Socially Awkward Situations – The Psychology of Avoiding Awkwardness
Sometimes when people use avoidant coping it’s for the purposes of avoiding heavy duty emotions, however it’s also very common for people to use avoidant coping to avoid milder emotions like awkwardness.
I very frequently see people choosing not to enact their personal values to avoid feeling temporarily awkward.
The DIY Psychological Challenge for this post is for you to try to notice if/when you do this.
Let’s say you have personal values like,
- communicating clearly
- being fair to yourself and other people
- being friendly
- being open
- putting yourself in the pathway of new experiences
- taking appropriate personal responsibility
Notice if there are times when you choose to not enact particular personal values because you don’t want to tolerate feeling awkward.

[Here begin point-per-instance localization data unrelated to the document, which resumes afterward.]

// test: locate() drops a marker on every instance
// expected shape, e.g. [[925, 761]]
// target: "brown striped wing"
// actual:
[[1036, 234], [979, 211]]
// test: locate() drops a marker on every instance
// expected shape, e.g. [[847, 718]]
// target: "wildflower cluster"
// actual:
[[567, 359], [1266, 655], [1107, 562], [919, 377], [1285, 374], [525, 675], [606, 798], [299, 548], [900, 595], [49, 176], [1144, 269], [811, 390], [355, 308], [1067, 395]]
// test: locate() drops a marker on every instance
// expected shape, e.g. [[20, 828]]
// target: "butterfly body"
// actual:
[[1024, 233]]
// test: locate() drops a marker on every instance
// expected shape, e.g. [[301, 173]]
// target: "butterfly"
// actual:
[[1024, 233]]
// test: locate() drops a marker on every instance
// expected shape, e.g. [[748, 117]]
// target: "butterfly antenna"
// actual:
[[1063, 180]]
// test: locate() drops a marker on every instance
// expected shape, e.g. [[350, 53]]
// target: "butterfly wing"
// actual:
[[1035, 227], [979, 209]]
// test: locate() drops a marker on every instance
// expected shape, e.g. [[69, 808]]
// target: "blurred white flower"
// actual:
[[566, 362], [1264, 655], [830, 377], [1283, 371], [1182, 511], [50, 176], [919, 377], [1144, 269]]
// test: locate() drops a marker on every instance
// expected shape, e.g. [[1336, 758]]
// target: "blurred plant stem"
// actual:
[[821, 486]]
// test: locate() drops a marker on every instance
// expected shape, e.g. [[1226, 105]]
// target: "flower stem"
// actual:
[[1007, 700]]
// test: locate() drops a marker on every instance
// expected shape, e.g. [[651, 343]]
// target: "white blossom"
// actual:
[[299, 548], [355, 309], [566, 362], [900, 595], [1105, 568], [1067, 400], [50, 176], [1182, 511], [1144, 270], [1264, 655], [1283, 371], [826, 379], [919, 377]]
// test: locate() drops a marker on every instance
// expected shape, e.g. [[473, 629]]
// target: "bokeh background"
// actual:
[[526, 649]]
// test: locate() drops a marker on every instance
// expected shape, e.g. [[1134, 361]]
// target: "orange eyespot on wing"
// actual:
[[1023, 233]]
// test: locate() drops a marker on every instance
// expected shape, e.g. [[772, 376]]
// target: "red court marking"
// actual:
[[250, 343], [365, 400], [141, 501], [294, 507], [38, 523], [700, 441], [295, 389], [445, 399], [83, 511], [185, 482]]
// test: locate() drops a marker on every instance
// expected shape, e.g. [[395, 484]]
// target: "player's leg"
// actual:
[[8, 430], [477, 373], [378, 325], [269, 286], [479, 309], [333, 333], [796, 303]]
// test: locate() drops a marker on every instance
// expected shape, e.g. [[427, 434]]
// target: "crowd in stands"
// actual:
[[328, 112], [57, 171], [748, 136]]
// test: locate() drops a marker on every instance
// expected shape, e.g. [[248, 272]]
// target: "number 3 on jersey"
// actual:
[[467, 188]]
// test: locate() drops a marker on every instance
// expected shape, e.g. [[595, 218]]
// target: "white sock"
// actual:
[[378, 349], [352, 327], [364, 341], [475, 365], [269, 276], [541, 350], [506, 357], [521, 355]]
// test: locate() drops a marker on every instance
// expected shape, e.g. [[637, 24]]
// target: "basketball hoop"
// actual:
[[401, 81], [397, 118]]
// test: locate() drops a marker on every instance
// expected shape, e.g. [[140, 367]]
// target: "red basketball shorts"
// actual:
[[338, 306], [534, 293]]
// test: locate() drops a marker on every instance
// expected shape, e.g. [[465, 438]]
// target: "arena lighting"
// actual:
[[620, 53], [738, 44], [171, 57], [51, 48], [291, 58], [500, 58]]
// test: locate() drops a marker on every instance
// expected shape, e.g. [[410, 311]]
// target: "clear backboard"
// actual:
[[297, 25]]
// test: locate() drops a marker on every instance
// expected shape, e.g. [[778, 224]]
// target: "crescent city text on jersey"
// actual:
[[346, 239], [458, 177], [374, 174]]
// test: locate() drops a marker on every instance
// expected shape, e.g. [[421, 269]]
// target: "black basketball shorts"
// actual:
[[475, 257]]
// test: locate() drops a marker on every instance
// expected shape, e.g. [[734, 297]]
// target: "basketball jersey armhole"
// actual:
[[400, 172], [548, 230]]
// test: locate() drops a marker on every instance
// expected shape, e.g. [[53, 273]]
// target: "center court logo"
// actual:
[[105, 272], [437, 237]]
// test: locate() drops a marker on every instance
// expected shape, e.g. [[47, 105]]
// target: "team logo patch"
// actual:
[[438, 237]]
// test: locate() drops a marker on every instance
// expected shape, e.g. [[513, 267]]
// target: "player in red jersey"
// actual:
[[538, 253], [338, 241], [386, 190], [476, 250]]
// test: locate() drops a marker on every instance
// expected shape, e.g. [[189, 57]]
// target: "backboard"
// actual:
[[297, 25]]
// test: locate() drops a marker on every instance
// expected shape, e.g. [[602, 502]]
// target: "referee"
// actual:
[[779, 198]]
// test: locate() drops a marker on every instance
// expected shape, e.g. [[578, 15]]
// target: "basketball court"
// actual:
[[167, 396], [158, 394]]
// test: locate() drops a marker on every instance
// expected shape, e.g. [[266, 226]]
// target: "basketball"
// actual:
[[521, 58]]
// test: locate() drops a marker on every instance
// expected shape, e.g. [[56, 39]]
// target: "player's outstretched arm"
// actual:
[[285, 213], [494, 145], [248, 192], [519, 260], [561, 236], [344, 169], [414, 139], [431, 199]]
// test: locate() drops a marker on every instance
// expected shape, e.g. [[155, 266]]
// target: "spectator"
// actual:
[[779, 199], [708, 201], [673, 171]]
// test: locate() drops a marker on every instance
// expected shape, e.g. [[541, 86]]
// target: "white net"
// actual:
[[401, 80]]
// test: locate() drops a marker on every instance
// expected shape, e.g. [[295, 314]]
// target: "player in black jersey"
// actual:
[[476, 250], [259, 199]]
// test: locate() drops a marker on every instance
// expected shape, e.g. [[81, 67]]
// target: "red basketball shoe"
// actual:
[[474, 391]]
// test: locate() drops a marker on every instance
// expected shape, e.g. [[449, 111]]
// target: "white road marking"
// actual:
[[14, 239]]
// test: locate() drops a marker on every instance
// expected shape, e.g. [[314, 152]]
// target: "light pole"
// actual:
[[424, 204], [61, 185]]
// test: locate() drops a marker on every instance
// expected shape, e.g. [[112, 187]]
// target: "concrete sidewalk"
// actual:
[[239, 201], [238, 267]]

You might have difficulty tolerating feeling awkward yourself +/- tolerating when someone else is feeling awkward.
Try to identify specifically which particular values you’re not enacting when you’re avoiding feeling awkward.
This will give you information and ideas about alternative ways to approach the situation that would reflect your values.
Identify the psychological costs to you of not enacting your values, which will depend on the specific situation.
- avoiding awkwardness becomes a habit and NOT avoiding it becomes harder over time
- problems snowball
- you miss out on potentially interesting experiences
- other people develop an impression of you that doesn’t reflect your values (e.g. that you’re unfriendly or unapproachable)
- in avoiding awkwardness you’re unfair to someone else and then end up feeling a sense of guilt and shame about it
- in avoiding awkwardness you’re unfair to yourself and end up creating far greater anxiety in the long run than if you’d tolerated the awkwardness
- you miss out on opportunities to practice the skills of enacting a particular value (e.g. communicating clearly) and therefore miss out on the opportunity to develop that skill to a higher level
Notice that avoiding awkwardness is a problem when it means you’re not enacting your values. If you keep the concept of enacting your values in mind, you should be able to approach difficult communication situations more clearly, quickly and with the big picture in mind.